Step 2. Remove dirt and other small particles from the surface of the lesion
Rub the perforated area with a clean cloth and remove chips with disinfected tweezers.
Many types of foreign bodies can be stuck in a puncture wound, including wood, rags, rubber, dirt, and other materials. They may be difficult or even impossible to see when treating the wound at home, but avoid poking at it. If you believe something is still inside the perforation, seek immediate medical attention
Step 3. Treat and bandage the wound
When the piercing is free of dirt and sharp objects, apply an antibacterial ointment or cream and cover with a bandage.
- As smaller perforations are usually not too deep or too extensive, they bleed less and a dressing is not always necessary. However, if the wound is on the foot or other places that get dirty, the dressing can prevent debris from getting into it.
- Topical antibiotics such as Nebacetin are effective and do not need a prescription. Apply them every 12 hours for two days.
- Use porous bandages or bandages that do not stick to the wound. Change them daily so that the site remains dry and healing.
Part 4 of 4: Recovering from a Puncture Injury
Step 1. Carry out the treatment on the affected area with caution
The following steps are recommended for the first 48 to 72 hours after initial care with a light piercing:
- Keep the injured site elevated, above the heart if possible.
- Change dressings if they get dirty or wet.
- Keep the affected area very dry for 24 to 48 hours.
- After 24 to 48 hours, clean the wound with soap and water twice a day. If desired, reapply antibiotic ointments or creams, but avoid alcohol or hydrogen peroxide.

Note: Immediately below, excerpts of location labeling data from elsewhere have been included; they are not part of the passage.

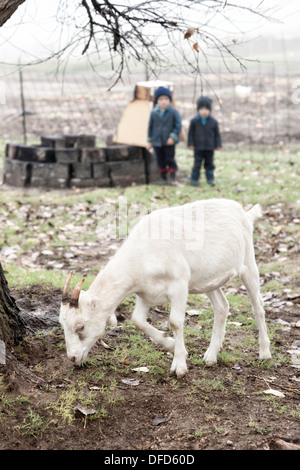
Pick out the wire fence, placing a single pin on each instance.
(256, 107)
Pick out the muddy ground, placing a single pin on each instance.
(233, 415)
(222, 407)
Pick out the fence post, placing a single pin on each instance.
(23, 106)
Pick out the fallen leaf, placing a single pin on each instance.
(85, 411)
(160, 419)
(271, 391)
(132, 382)
(141, 369)
(190, 31)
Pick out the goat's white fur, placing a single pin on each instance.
(197, 256)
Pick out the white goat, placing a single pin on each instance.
(195, 248)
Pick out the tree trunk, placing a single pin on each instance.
(12, 330)
(7, 8)
(12, 326)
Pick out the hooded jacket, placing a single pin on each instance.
(164, 125)
(204, 136)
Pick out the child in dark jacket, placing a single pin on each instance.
(204, 138)
(163, 133)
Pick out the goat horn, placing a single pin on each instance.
(75, 294)
(65, 293)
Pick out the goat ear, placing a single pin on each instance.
(79, 327)
(93, 302)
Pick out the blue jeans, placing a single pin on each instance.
(165, 156)
(206, 156)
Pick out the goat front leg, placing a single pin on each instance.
(177, 315)
(139, 318)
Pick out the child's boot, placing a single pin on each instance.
(210, 177)
(163, 175)
(195, 177)
(173, 177)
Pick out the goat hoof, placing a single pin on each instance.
(265, 355)
(210, 363)
(181, 373)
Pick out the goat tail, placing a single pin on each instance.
(254, 213)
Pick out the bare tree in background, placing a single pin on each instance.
(161, 35)
(7, 8)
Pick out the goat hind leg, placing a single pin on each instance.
(139, 318)
(177, 315)
(221, 309)
(250, 277)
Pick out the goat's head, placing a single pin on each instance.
(82, 326)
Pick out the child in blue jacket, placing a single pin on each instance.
(204, 138)
(163, 133)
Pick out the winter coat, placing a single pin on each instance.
(161, 127)
(204, 136)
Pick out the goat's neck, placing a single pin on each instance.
(112, 285)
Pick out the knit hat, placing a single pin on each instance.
(204, 102)
(162, 91)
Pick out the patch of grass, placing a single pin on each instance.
(33, 425)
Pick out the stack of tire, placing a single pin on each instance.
(67, 161)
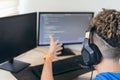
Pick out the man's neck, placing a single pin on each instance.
(108, 65)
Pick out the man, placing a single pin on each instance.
(106, 37)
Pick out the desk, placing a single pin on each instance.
(34, 57)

- Avoid activities that might put pressure on the wound by reopening it.
Step 2. Keep an eye out for infections
Small perforations should heal in less than two weeks. If you notice any of the following symptoms, seek immediate medical assistance:
- Pain that increases in intensity and throbbing in the affected area.
- Redness or swelling of the lesion. Especially look for red streaks all around that radiate from the wound.
- Pus or other discharge.
- Unpleasant smell coming out of the lesion.
- Chills or fever from 38°C.
- Swelling in the neck, armpits or groin lymph glands.
Step 3. Take a tetanus shot if necessary
Lesions that come in contact with dirt, dirt or feces can cause a tetanic infection. Use the following guidelines to determine if the patient needs a tetanus booster vaccine and see a doctor for further treatment:
- More than ten years have passed since the patient was last vaccinated against tetanus.
- If the object that pierced the skin was dirty – if you are not sure if it had debris – or if the wound is severe and more than five years have passed since the last tetanus shot.
- The patient is not sure when the vaccine was last given.
- He has never been vaccinated against tetanus.
- Small puncture wounds are generally not serious and do not require specialist medical attention.
- A clean napkin can be used to stop the bleeding, if necessary.